Pour des millions de jeunes Africains sans emploi mais férus de technologie, la révolution numérique de l’Afrique présente d’énormes possibilités. Les technologies de l’information et de la communication (TIC) permettent à de jeunes entrepreneurs de se créer un meilleur avenir.  « Les TIC offrent de formidables opportunités » à la jeunesse africaine, affirme Ahmed Alfi, directeur général de Sawari Ventures, une société égyptienne de capital-risque axée sur les nouvelles technologies. « Le développement de logiciels est le seul secteur où un investissement de mille dollars peut rapporter un million. »  Et même si un café Internet ne rapporte pas un million de dollars, ce qui s’y crée peut être très lucratif. Ces cinq dernières années, l’installation de câbles en fibre optique et d’infrastructure a permis un degré de connexion sans précédent du continent africain. Les coûts d’accès à Internet ont baissé et de nouveaux marchés se sont ouverts pour les contenus, logiciels, applications pour mobiles et réseaux sociaux. De la Somalie au Ghana, de Dar es-Salaam à Dakar, en passant par le Cap et le Caire, la jeunesse africaine se sert des TIC pour stimuler la croissance, créer des entreprises et se forger un avenir.

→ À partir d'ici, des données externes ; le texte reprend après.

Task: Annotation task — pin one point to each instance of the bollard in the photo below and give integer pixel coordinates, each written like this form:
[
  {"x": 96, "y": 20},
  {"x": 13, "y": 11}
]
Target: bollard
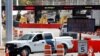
[
  {"x": 48, "y": 50},
  {"x": 60, "y": 50}
]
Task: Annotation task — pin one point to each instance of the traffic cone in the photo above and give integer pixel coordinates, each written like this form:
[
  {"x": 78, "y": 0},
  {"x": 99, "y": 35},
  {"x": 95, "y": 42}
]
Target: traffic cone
[
  {"x": 7, "y": 52},
  {"x": 60, "y": 50},
  {"x": 48, "y": 50}
]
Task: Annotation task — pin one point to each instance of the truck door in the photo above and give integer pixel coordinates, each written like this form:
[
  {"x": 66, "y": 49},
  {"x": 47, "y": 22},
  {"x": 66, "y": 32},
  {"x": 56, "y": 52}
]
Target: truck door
[{"x": 38, "y": 43}]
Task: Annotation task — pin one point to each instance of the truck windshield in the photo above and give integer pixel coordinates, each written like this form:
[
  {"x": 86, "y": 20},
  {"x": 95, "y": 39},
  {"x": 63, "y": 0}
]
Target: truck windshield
[{"x": 26, "y": 37}]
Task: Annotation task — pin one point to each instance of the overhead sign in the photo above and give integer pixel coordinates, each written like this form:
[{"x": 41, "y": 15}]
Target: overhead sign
[
  {"x": 55, "y": 7},
  {"x": 81, "y": 25}
]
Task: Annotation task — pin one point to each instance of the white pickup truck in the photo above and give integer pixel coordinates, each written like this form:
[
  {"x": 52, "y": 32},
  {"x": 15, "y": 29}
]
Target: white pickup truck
[{"x": 35, "y": 42}]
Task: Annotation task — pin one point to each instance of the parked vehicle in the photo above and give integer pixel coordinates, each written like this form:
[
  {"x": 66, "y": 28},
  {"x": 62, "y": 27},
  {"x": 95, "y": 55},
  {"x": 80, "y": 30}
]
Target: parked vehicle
[{"x": 35, "y": 42}]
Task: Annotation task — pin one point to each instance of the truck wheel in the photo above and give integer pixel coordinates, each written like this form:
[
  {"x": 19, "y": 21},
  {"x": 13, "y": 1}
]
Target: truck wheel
[{"x": 25, "y": 52}]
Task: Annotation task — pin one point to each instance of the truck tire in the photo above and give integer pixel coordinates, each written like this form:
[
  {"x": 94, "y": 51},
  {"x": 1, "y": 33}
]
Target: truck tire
[{"x": 25, "y": 52}]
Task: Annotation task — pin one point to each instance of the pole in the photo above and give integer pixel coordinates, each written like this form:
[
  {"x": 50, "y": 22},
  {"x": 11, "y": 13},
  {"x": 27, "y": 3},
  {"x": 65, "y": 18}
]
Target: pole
[
  {"x": 9, "y": 23},
  {"x": 0, "y": 25}
]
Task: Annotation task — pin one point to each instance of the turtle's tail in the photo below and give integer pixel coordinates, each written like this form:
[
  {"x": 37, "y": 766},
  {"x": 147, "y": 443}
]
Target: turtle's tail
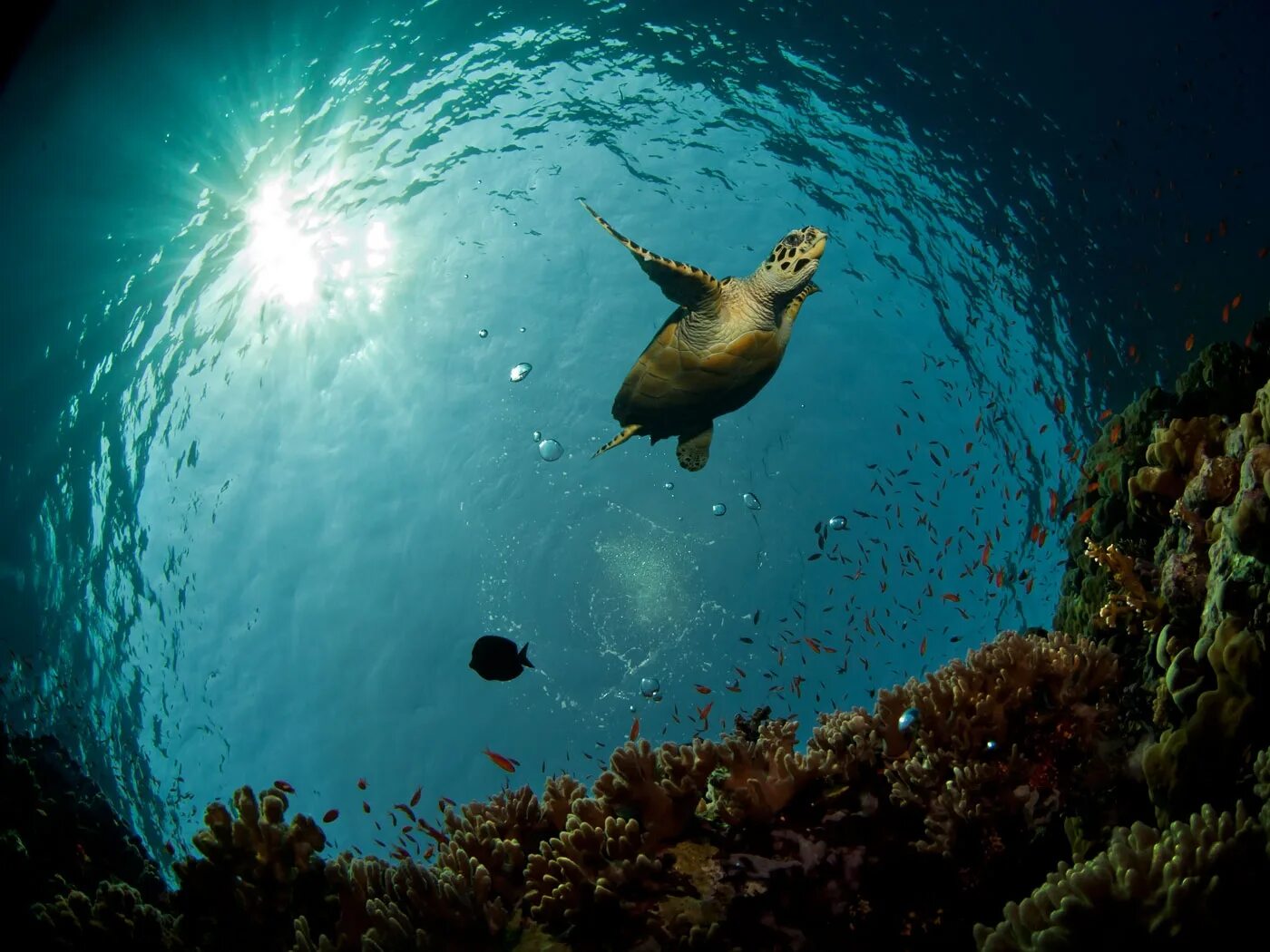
[{"x": 628, "y": 432}]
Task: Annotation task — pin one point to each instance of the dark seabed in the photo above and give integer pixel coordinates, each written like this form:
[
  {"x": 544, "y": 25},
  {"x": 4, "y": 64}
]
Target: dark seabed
[{"x": 267, "y": 467}]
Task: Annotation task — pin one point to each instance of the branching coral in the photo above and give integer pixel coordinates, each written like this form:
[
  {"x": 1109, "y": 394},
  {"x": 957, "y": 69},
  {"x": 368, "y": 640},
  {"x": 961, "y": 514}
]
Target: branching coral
[
  {"x": 1190, "y": 884},
  {"x": 1132, "y": 606}
]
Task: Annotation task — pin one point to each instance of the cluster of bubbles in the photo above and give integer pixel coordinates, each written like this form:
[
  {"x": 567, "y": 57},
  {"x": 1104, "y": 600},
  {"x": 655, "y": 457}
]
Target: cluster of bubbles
[{"x": 650, "y": 688}]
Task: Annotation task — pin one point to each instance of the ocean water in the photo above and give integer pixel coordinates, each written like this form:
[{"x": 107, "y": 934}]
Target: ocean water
[{"x": 269, "y": 267}]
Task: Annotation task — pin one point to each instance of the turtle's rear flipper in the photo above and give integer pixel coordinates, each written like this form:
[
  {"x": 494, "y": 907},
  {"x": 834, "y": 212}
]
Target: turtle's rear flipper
[
  {"x": 628, "y": 432},
  {"x": 694, "y": 450}
]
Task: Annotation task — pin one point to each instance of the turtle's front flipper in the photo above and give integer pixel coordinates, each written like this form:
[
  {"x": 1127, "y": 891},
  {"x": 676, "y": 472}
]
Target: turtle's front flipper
[
  {"x": 694, "y": 450},
  {"x": 683, "y": 283},
  {"x": 628, "y": 432}
]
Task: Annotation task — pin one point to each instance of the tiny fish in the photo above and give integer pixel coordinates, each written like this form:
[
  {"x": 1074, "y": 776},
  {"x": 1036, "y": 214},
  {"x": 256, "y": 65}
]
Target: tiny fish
[
  {"x": 504, "y": 763},
  {"x": 495, "y": 657}
]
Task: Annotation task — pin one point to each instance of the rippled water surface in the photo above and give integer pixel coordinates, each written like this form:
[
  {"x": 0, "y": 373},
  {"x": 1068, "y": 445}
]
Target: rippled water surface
[{"x": 310, "y": 343}]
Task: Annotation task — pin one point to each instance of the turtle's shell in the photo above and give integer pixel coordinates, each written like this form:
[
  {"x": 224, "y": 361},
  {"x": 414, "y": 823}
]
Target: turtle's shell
[{"x": 676, "y": 389}]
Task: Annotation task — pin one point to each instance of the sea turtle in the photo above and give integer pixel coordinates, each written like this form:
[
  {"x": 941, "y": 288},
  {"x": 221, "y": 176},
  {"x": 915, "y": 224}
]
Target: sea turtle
[{"x": 718, "y": 349}]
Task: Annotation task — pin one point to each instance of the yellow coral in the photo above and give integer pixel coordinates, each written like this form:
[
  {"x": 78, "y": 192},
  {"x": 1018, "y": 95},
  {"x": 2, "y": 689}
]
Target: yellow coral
[{"x": 1132, "y": 603}]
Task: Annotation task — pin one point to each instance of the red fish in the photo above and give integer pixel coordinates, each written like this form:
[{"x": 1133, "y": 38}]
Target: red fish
[{"x": 504, "y": 763}]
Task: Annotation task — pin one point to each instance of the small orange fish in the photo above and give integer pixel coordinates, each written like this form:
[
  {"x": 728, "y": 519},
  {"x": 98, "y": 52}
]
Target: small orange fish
[{"x": 504, "y": 763}]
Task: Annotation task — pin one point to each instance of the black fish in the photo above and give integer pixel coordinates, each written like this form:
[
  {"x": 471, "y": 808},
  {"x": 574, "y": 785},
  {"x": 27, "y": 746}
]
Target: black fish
[{"x": 495, "y": 657}]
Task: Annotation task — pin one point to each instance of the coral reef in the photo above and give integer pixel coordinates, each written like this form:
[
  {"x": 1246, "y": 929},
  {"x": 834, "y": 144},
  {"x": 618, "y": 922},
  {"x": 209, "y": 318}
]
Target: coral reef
[{"x": 1118, "y": 768}]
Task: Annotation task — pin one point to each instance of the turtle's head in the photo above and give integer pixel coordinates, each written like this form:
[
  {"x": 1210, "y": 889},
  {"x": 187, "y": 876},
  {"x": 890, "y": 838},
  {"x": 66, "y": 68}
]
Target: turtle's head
[{"x": 794, "y": 260}]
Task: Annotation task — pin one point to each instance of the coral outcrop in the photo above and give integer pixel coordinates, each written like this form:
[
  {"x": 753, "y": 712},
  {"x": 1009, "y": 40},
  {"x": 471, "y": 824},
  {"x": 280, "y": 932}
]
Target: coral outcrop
[{"x": 1117, "y": 768}]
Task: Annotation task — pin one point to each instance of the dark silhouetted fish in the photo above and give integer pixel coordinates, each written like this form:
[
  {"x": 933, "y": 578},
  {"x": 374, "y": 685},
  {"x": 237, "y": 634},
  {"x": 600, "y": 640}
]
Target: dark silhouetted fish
[{"x": 495, "y": 657}]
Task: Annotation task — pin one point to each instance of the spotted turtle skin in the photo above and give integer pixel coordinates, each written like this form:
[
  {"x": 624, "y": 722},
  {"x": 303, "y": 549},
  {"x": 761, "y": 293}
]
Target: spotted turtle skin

L’essor du marché du mobile

L’Afrique compte six des dix économies à la croissance la plus rapide du monde. Elle constitue le deuxième marché au monde pour la téléphonie mobile – les « téléphones intelligents » s’y vendent quatre fois plus que les ordinateurs. Selon le blog ICTworks, entre août 2011 et février 2012 le nombre d’utilisateurs de Facebook en Afrique a progressé de 165 %.

« En 2016, l’Afrique devrait compter un milliard de téléphones portables », explique dans un rapport récent Mark Casey, directeur des technologies, médias et télécommunications chez Deloitte, un cabinet de conseil financier. « L’utilisation d’Internet par téléphone portable en Afrique est l’une des plus développées au monde. D’importantes possibilités existent d’utiliser les réseaux sociaux à des fins commerciales. »

Boom technologique au Ghana

Il y a cinq ans, BusyInternet, le plus gros fournisseur d’accès en Afrique de l’Ouest, a ouvert un café Internet à Accra, la capitale du Ghana. Dans une salle comptant une centaine d’ordinateurs, des Ghanéens de tous les horizons pouvaient utiliser une connexion haut-débit pour cinquante cents de l’heure. Le taux de pénétration d’Internet étant d’environ 10 % en 2011, BusyInternet était l’un des rares endroits où les jeunes pouvaient se connecter.

Mac-Jordan Degadjor, 26 ans, est un blogueur reconnu au Ghana, spécialiste des technologies et réseaux sociaux. Il est le premier Ghanéen à avoir été nommé Internet Freedom Fellow, un prix décerné par le Département d’Etat américain à des individus qui ont défendu la liberté d’expression et de réunion en ligne. Mac-Jordan Degadjor se souvient de l’effet révolutionnaire de BusyInternet dans le secteur de la haute technologie. « Cela a ouvert de nombreuses portes aux jeunes qui vivaient au Ghana », raconte-t-il.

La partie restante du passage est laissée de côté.